Comment by Randall Smith on March 5, 2015 at 7:27am

Yes, Joan, I've seen Daniel's "addition". Very nice.

I have several apple trees. I refuse to prune them, and they seem to produce an abundant supply. I'm still working on 2013 apple sauce!

Our weather forecast shows a nice rise in temperatures next week--up to 50. Hurray!

Comment by Joan Denoo on March 4, 2015 at 11:55pm

I know what you mean Randy. I cut down my fruit trees because we always a late frost that killed the blossoms and I could use my city lot for other things upon which I could rely upon. My neighbor has a Granny Smith apple that lops over my fence and I was able to get a good harvest from that last year. Her yard is all grass with that one tree. My lot has not one blade of mowable grass and the rest is into herbs, vegetables, fruit bushes. So, she can grow the apples.  
We expect another snifter of snow ... nothing to shovel, but it doesn't melt during the day, except where the sun hits it. Expecting warmer weather next week.  

The weather being so unpredictable, I don't know what to do. I guess just do the things that I would normally do and then replant or plant something different. I want as many perennials as I can get. The self-sowers give me good results.   

Randy, have you seen Daniel's new stone front sidewalk and planting and sunroom? That is an inspiration.   

Comment by Randall Smith on March 4, 2015 at 7:32am

This could be the second year in a row I'll have little or no fruit crop, esp. peaches (and relative nectarines and almonds). I've observed over the years (and it's been substantuated) that below freezing temperatures radically affect the summer crop. And this has been another horrifically cold winter.

Usually by now, I have my garden all plotted out on paper. Nada. We need to have a warm spell to get my juices flowing. This is maddening.

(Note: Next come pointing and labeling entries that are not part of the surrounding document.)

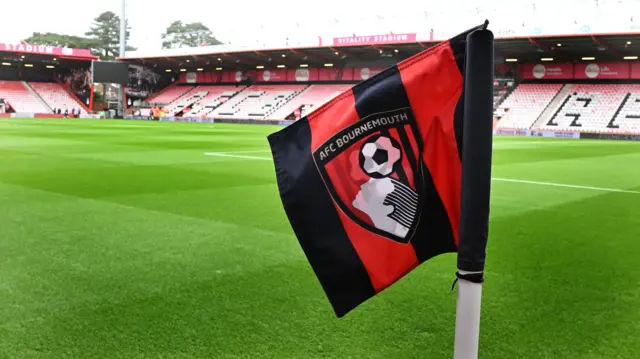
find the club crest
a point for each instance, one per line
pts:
(374, 172)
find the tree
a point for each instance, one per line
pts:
(60, 40)
(193, 34)
(105, 32)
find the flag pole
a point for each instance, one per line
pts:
(476, 187)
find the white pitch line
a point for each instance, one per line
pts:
(234, 152)
(220, 154)
(552, 184)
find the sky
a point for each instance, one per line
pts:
(246, 22)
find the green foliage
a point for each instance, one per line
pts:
(105, 32)
(60, 40)
(193, 34)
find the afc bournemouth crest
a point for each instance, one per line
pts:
(374, 172)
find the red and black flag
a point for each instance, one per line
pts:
(371, 181)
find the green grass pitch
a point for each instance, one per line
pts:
(124, 240)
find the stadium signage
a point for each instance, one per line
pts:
(45, 50)
(374, 39)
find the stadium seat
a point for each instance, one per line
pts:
(598, 108)
(310, 99)
(170, 95)
(20, 98)
(258, 101)
(216, 96)
(525, 104)
(56, 97)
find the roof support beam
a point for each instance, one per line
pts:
(540, 45)
(241, 58)
(606, 45)
(319, 58)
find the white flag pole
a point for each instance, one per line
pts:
(467, 318)
(475, 189)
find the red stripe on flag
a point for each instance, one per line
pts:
(433, 99)
(386, 261)
(332, 117)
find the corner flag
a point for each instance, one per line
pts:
(373, 182)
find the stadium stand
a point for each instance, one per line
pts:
(602, 108)
(56, 97)
(170, 95)
(21, 98)
(310, 99)
(185, 102)
(501, 89)
(525, 104)
(216, 96)
(627, 118)
(258, 101)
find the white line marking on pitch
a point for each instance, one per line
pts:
(566, 185)
(222, 154)
(551, 184)
(234, 152)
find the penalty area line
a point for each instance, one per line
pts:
(223, 154)
(498, 179)
(553, 184)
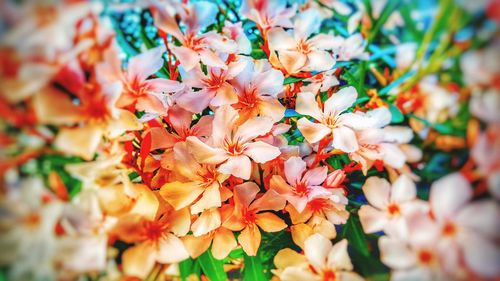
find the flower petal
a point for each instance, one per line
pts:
(224, 243)
(338, 257)
(261, 152)
(250, 239)
(238, 166)
(377, 192)
(279, 39)
(209, 220)
(269, 222)
(145, 64)
(341, 101)
(372, 220)
(171, 249)
(448, 195)
(345, 139)
(196, 245)
(315, 176)
(312, 132)
(306, 105)
(395, 253)
(316, 250)
(257, 126)
(204, 153)
(294, 168)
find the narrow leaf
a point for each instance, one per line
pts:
(253, 270)
(211, 267)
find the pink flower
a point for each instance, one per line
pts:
(268, 13)
(247, 215)
(299, 53)
(486, 154)
(383, 144)
(231, 144)
(215, 88)
(468, 228)
(198, 186)
(257, 88)
(144, 95)
(414, 257)
(301, 186)
(350, 48)
(180, 121)
(195, 47)
(389, 205)
(321, 82)
(333, 121)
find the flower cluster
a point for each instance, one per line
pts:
(216, 140)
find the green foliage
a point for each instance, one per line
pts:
(212, 267)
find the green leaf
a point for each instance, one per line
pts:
(186, 268)
(253, 270)
(353, 232)
(211, 267)
(397, 115)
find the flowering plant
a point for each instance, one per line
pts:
(254, 140)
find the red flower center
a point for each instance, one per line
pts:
(153, 230)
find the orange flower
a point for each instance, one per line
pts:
(246, 215)
(156, 240)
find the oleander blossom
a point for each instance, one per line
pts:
(328, 140)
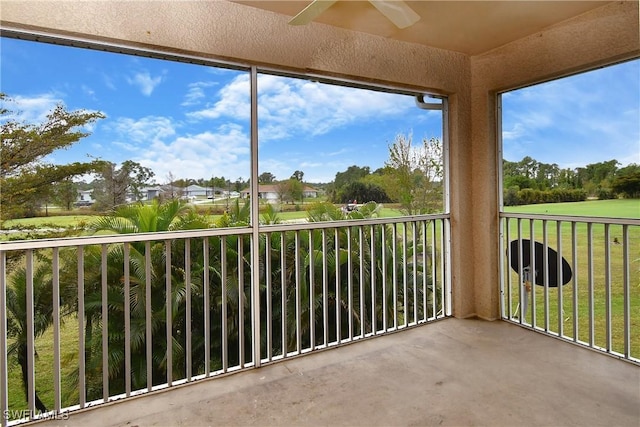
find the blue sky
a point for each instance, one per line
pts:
(192, 121)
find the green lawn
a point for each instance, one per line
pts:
(620, 208)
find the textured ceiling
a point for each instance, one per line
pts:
(471, 27)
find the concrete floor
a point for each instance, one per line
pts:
(452, 373)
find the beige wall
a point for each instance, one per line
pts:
(228, 31)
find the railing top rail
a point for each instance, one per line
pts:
(573, 218)
(205, 232)
(120, 238)
(348, 223)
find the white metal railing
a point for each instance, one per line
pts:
(181, 306)
(599, 305)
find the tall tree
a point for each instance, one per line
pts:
(289, 190)
(415, 174)
(115, 184)
(24, 177)
(65, 193)
(266, 178)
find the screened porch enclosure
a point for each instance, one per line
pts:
(413, 320)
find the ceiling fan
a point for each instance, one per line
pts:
(396, 11)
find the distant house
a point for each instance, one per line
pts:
(271, 192)
(150, 193)
(194, 191)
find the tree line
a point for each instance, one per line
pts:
(529, 181)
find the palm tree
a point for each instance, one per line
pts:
(17, 329)
(170, 216)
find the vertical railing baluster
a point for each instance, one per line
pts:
(207, 307)
(325, 290)
(574, 249)
(521, 287)
(268, 278)
(224, 319)
(147, 313)
(405, 301)
(559, 280)
(373, 274)
(283, 292)
(82, 384)
(4, 365)
(338, 296)
(607, 286)
(414, 244)
(240, 262)
(446, 266)
(56, 330)
(394, 259)
(105, 324)
(506, 270)
(311, 284)
(383, 245)
(590, 281)
(298, 296)
(168, 289)
(361, 295)
(533, 273)
(434, 272)
(626, 287)
(349, 283)
(31, 383)
(545, 278)
(188, 328)
(425, 291)
(126, 250)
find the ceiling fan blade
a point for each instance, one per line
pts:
(398, 12)
(311, 12)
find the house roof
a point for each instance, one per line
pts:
(273, 188)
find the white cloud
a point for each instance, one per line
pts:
(582, 119)
(145, 82)
(32, 109)
(233, 102)
(145, 130)
(223, 152)
(288, 107)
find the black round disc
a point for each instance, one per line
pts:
(538, 258)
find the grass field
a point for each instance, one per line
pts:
(579, 309)
(621, 208)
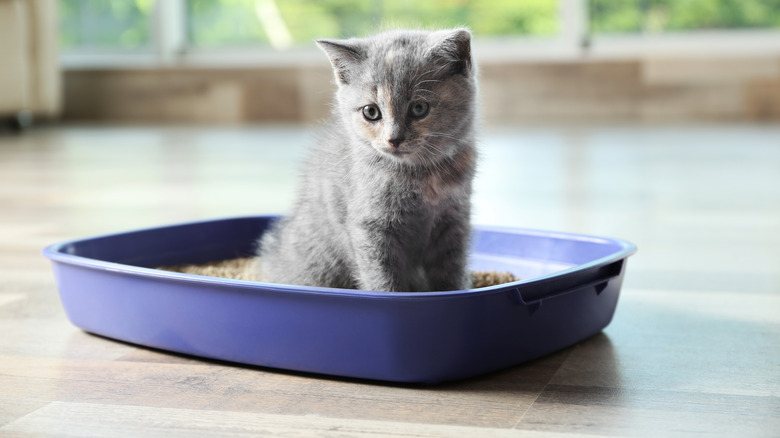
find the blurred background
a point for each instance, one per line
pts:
(238, 61)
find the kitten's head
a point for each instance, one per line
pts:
(407, 94)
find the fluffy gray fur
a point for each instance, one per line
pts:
(384, 204)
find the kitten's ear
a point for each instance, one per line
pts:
(344, 55)
(453, 48)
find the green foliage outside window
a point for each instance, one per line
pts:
(126, 24)
(238, 22)
(653, 16)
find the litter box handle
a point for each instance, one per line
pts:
(533, 294)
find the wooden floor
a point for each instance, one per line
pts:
(693, 350)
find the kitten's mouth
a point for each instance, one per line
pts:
(395, 151)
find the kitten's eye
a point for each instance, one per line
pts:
(372, 113)
(418, 110)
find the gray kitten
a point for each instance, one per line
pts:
(384, 201)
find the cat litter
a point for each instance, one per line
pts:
(569, 290)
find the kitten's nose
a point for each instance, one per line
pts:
(395, 142)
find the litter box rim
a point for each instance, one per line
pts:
(58, 252)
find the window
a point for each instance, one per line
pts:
(99, 25)
(657, 16)
(284, 23)
(172, 31)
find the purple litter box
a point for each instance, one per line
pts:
(108, 286)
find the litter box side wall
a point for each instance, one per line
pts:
(405, 339)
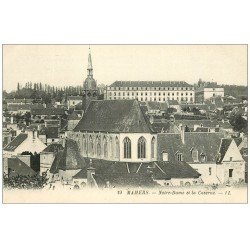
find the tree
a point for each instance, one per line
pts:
(239, 123)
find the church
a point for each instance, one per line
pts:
(116, 143)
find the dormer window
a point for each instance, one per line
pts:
(203, 157)
(195, 155)
(179, 157)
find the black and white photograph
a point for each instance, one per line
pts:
(125, 123)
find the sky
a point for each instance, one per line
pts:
(61, 65)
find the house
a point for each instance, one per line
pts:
(205, 153)
(47, 156)
(73, 120)
(71, 168)
(72, 101)
(207, 90)
(25, 141)
(118, 132)
(15, 167)
(49, 135)
(47, 112)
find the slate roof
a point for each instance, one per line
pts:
(206, 123)
(18, 167)
(114, 116)
(17, 107)
(224, 147)
(53, 147)
(207, 143)
(18, 100)
(156, 105)
(51, 132)
(150, 84)
(77, 97)
(17, 141)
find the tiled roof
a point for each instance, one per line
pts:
(114, 116)
(53, 147)
(18, 100)
(150, 84)
(172, 102)
(207, 143)
(202, 129)
(69, 158)
(74, 116)
(50, 132)
(47, 111)
(16, 107)
(77, 97)
(17, 141)
(17, 167)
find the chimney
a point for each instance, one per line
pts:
(183, 134)
(5, 165)
(172, 118)
(151, 119)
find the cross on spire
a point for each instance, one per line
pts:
(90, 67)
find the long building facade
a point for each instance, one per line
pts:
(158, 91)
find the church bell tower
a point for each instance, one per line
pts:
(89, 86)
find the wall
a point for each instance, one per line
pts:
(134, 137)
(203, 169)
(31, 145)
(46, 160)
(210, 92)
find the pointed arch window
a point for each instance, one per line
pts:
(105, 147)
(127, 148)
(111, 147)
(98, 146)
(153, 147)
(117, 148)
(84, 145)
(142, 148)
(195, 155)
(91, 146)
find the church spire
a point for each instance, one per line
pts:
(90, 67)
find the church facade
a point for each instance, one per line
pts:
(116, 131)
(156, 91)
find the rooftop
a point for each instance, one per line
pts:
(150, 84)
(17, 141)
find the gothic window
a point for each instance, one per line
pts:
(153, 147)
(105, 147)
(117, 148)
(141, 148)
(84, 146)
(98, 146)
(127, 147)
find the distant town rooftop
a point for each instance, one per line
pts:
(150, 84)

Comment by Daniel W on March 3, 2015 at 9:13am

Bertold - true. 

Barbara - hope you are well!

Randy - Your bees must be very happy!  My Asian persimmon is 7 foot tall now - time will tell if it has a few flowers this year.  The new addition is a "Yates" persimmon, a Dyospyros virginiana cultivar, also called "Juhl",  originally from Indiana, reported as not needing a male pollinator.  At 18 inches tall, I'm not expecting much for a long time.  Your linden probably gives many pounds of nectar.

This is info about Chinese Haw - and fruit.  I'm curious if it will bloom this year.  It's about 5 foot tall, 2 years old.  Should be similar flowers to the regular hawthorns, and I hope, of course, the bees like them.